The disc has both Dolby Digital 2.0 stereo and Dolby Digital 5.1 surround soundtracks, in German with optional English subtitles. Either one works wonderfully well for the sound capabilities they're made for (though the surround track is the theatrical version and preferable if you have the setup for it), with full clarity, depth, dimensionality, and sonorousness of sound and without even a trace of distortion or imbalance.

Extras:

A 27-minute making of does go "behind the scenes" for footage of the shoot and interviews with cast and crew, but it's about as busy and empty as the film itself; the bits and pieces of technical revelation are interesting regardless, but it seems everyone has something dully rehearsed and/or glib to say about the film's conception and story. Much better is the 90-second "visual FX of Young Goethe in Love", which is not so much an explanation as a demonstration of the actually remarkable special-effects construction of the entire period aura of the whole film. The disc also includes the film's U.S. and international theatrical trailers along with several previews for other Music Box releases (including one for Terence Davies's exquisite The Deep Blue Sea, which feels like a taunt the context of the fairly leaden Young Goethe in Love).

FINAL THOUGHTS:

Skip It. It was bad enough when we had that run of misleading Jane Austen movies that egregiously mistook Austen's lightness of touch for being simply lightweight; are we now in for a widespread cinematic misunderstanding of Goethe's lush, thundering, passion-drenched Romanticism, in his work and in his life, as mere, forced sitcom whimsy and template-based rom-com convention? If Young Goethe in Love is any indication, the answer is a disappointing yes. In reimagining the great, rebellious, yearning Romantic as a smirking, self-amused renegade character type, and his formative experience as something that was evidently pitched (and, unfortunately, followed through on) as "It's Love Story!

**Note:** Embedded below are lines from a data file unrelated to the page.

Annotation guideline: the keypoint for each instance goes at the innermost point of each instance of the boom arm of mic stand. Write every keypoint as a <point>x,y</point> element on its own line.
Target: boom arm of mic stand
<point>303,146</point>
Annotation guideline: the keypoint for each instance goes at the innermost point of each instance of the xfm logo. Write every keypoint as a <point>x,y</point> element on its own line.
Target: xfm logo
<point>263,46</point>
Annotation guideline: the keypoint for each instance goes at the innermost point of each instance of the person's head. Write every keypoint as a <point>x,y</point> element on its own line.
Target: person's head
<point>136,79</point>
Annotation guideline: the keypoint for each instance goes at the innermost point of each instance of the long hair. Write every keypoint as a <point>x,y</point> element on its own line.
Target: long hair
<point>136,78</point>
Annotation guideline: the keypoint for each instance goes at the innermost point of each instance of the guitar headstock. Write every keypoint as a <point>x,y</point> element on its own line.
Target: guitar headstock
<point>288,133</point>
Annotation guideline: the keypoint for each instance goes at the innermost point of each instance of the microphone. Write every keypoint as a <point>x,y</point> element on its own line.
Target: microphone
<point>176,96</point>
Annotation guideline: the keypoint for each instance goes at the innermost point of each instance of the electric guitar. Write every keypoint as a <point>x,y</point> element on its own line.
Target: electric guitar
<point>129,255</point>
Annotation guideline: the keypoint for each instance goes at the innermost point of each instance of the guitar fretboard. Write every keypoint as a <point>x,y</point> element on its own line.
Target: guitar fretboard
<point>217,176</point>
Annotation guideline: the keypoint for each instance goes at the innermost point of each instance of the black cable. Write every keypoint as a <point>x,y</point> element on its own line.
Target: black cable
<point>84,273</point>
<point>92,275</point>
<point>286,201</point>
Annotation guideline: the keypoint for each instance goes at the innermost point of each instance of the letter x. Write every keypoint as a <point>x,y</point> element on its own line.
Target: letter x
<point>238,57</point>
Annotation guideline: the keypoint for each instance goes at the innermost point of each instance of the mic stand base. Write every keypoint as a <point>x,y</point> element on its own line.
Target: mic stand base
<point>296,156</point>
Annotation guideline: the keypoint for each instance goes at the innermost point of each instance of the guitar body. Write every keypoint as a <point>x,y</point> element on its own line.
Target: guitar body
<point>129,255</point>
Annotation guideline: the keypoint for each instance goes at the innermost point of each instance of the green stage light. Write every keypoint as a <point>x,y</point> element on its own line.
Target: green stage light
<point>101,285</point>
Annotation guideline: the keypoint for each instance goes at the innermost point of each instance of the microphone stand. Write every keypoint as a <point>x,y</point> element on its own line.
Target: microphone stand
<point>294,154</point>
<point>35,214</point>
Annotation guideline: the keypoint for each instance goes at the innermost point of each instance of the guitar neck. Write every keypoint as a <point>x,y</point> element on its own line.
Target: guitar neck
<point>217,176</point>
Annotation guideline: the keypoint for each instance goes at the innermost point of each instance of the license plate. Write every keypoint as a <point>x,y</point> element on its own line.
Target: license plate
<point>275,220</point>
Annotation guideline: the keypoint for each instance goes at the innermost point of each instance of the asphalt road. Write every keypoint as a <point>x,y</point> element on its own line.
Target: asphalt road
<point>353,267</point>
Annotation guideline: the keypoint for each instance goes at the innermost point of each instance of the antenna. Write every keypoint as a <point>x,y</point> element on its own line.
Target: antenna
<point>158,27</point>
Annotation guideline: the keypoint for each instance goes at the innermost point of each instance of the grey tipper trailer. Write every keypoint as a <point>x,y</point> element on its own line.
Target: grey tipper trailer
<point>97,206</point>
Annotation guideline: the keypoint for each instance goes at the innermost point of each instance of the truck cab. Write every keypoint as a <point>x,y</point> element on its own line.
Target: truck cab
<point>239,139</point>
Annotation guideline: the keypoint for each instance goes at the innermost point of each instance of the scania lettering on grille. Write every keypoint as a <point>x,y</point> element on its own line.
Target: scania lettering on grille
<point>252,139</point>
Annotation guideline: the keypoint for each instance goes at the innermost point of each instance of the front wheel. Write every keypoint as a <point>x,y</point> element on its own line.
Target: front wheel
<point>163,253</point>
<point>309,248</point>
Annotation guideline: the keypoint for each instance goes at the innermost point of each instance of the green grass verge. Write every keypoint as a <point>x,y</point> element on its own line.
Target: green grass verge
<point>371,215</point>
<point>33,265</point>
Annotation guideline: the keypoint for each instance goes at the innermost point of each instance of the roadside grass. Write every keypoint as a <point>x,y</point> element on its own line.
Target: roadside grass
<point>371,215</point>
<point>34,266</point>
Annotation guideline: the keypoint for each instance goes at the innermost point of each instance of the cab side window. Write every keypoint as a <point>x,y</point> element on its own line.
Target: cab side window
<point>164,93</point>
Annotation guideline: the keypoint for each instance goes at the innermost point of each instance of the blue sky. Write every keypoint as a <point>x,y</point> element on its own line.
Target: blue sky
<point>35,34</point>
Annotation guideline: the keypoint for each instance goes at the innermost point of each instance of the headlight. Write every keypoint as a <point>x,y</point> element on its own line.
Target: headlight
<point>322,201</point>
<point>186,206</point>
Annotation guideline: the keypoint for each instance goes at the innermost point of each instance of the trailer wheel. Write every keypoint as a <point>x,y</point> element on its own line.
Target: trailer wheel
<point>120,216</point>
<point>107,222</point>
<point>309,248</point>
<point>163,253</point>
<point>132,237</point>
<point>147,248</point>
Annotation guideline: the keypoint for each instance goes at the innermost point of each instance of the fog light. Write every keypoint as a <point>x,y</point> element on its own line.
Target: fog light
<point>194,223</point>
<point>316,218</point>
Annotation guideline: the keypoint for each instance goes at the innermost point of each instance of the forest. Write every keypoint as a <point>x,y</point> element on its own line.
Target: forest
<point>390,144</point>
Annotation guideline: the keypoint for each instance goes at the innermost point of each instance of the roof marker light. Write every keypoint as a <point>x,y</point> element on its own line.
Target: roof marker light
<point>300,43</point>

But in 18th-century Germany!", director Philipp Stolzl and the rest of those responsible have done their audiences -- either those who already appreciate Goethe or, their more likely cynical target, kids whose ostensibly tiny attention spans they're trying to placate with something cut down into easily digestible familiarity -- a disservice. It's a film whose willful silliness and inconsequentiality, its near-automated regurgitation of stylistic and narrative convention, probably do have to be seen to be believed; I would not, however, advise it.